Poderia, até, dirigir-me a qualquer daqueles que então mais te rodeavam, nomeadamente os teus
irmãos. E o incestuoso primo Jaime, o teu marido e outros miúdos mais crescidos. Havia nessa
matulagem toda - ah, disso estou certíssimo - suficiente de ti para me bastar, nesta manhã com pó de
Agosto meio antigo.
(Lembras-te de como te irritava a história do telefone? Quando eu marcava o número e respondia a
Teresa. Eu falava com ela, quarto de hora, e desligava. Nem sempre quiseste aceitar a minha versão das
coisas. Ora, nesse ponto só esta te podia esclarecer. Porque - e tanta vez to expliquei, e tu a reguingar –
a sua voz telefónica era um dos catorze espíritos que velavam o teu trono, o sorriso de que aqui tão
imperfeitamente me ocupo. Queria lá saber que o motor humano desse som fosse às vezes a voz duma
tua filha).
Jurei a mim mesmo acabar este trecho antes de me levantar daqui, exatamente porque estou com
medo de sentir a caneta encolher-se numa nega, uma vez mais.

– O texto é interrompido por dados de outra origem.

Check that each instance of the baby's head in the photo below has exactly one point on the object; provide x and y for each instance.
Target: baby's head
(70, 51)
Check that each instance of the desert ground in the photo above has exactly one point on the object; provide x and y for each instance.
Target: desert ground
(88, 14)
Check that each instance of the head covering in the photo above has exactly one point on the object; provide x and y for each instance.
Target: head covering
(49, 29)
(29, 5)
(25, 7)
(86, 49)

Vezes e vezes debati a hipótese de um sorriso significar, em contraponto. Concerto para nação e sorriso.
Será isso, e possível?
Consultei: historiadores, pugilistas, ligeiros pianistas, revolucionários orto e heterodoxos, algumas
mulheres em meia-noites especiais. Coisa de estudar o assunto com a grande minúcia que ele merece.

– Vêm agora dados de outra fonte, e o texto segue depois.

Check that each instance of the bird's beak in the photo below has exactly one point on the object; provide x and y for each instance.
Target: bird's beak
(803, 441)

Não seria justo omitir que recorri também a certa gente muito ferida pela Terra, e que depois de
convenientemente bem bebida se torna imbatível na arte de abordar problemas insolúveis, passeando
ao longo deles noites inteiras, de mãos atrás das costas e aquele ar solene e sensível de quem discute
com a morte em frente do mar.
Não vou sequer resumir todas as baboseiras que aturei, esses falsos rumos temporários, minha
investigação falhada.
A verdade está por desvendar, doutra maneira. Porque (lembro-me agora) o Sancho, ao sairmos de «O
Canário» (onze minutos depois de nele termos entrado), me pediu que lhe pagasse o que eu bebera, e
que fora uma Sagres e um yodka polaco.
Ao entregar-lhe o dinheiro encontrei-me na rua, e disse para o porteiro do dancing:
«Estou no topo dum cedro e vem aí um pintassilgo partir-me os olhos».
Foi a minha maneira quase rigorosa de informar o mundo. Parecia-me impossível ser-se mais feliz.